Facts About Energy Efficiency
Energy efficiency is a core value. It’s also a daily practice of America’s oil and natural gas industry. Energy efficiency helps companies manage costs, strengthening their competitiveness and bringing more affordable energy products to consumers. America is vastly more energy-efficient today than a generation ago. The U.S. oil and natural gas industry is striving to do its part to build on that progress.
Frequently asked questions on fuel efficiency
You can use energy more wisely if you remember CAMS – Combine trips, Accelerate smoothly, Maintain your vehicle, and Slow down.
What’s the single best thing I can do to save gasoline?
Combine trips. Plan well and be sensible about how much you drive. Conserve by avoiding unnecessary trips, combining errands, and carpooling.
When I am behind the wheel, how can I get more miles per gallon?
Accelerate smoothly. Jackrabbit starts consume twice the fuel as gradual starts. Also, pace your driving. Staying at a constant speed is better than continuously speeding up and slowing down. Slow down. The faster you drive, the more gasoline your car uses. Driving at 65 miles per hour instead of 55 miles per hour reduces fuel economy by about two miles per gallon.
Besides changing driving habits, what can I do to improve vehicle fuel efficiency?
Maintain your vehicle. Have your car tuned regularly and keep tires properly inflated. An engine tune-up can improve car fuel economy by an average of one mile per gallon; under-inflated tires can reduce it by that amount. Also, less use of your air conditioner can improve fuel economy by as much as two miles per gallon.
Does it make a difference what car I drive?
More fuel-efficient vehicles can save gasoline. A highly fuel-efficient vehicle could potentially cut gasoline use in half or more. How much depends on the vehicle and driving habits and needs. If a less fuel-efficient car requires 20 gallons of gasoline a week compared with 10 gallons for a highly fuel-efficient vehicle, more than 500 gallons of gasoline could be saved annually.
What about ethanol?
Ethanol, which is often blended in gasoline, contains less energy per gallon than gasoline. However, a 10-percent or less ethanol blend would have only a slight impact on fuel efficiency. According to U.S. Department of Energy and U.S. Environmental Protection Agency fuel economy guidelines, E-85 (85 percent ethanol/15 percent gasoline blend) may reduce fuel efficiency by 26 percent.

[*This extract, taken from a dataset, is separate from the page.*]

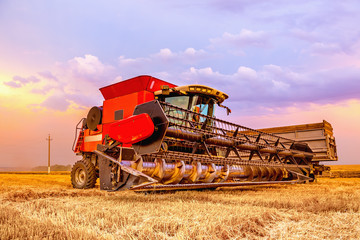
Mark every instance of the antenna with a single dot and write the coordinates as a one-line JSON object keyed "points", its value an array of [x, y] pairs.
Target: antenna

Can I avoid fuel evaporation and loss by keeping my tank almost full?
It shouldn't be a concern. Technical changes to vehicle fuel systems have virtually eliminated fuel evaporation losses.
Does it help to fill up in the morning when fuel is cool?
Very little. While it’s true that gasoline expands as it gets hotter (reducing the energy content in a given volume), the expansion is only about one percent for every 15 degrees F. Moreover, storage tanks at gasoline stations are buried several feet underground, helping to insulate fuel and keep temperature relatively constant. The benefits, if any, of filling up in the morning versus the evening would be hard to notice.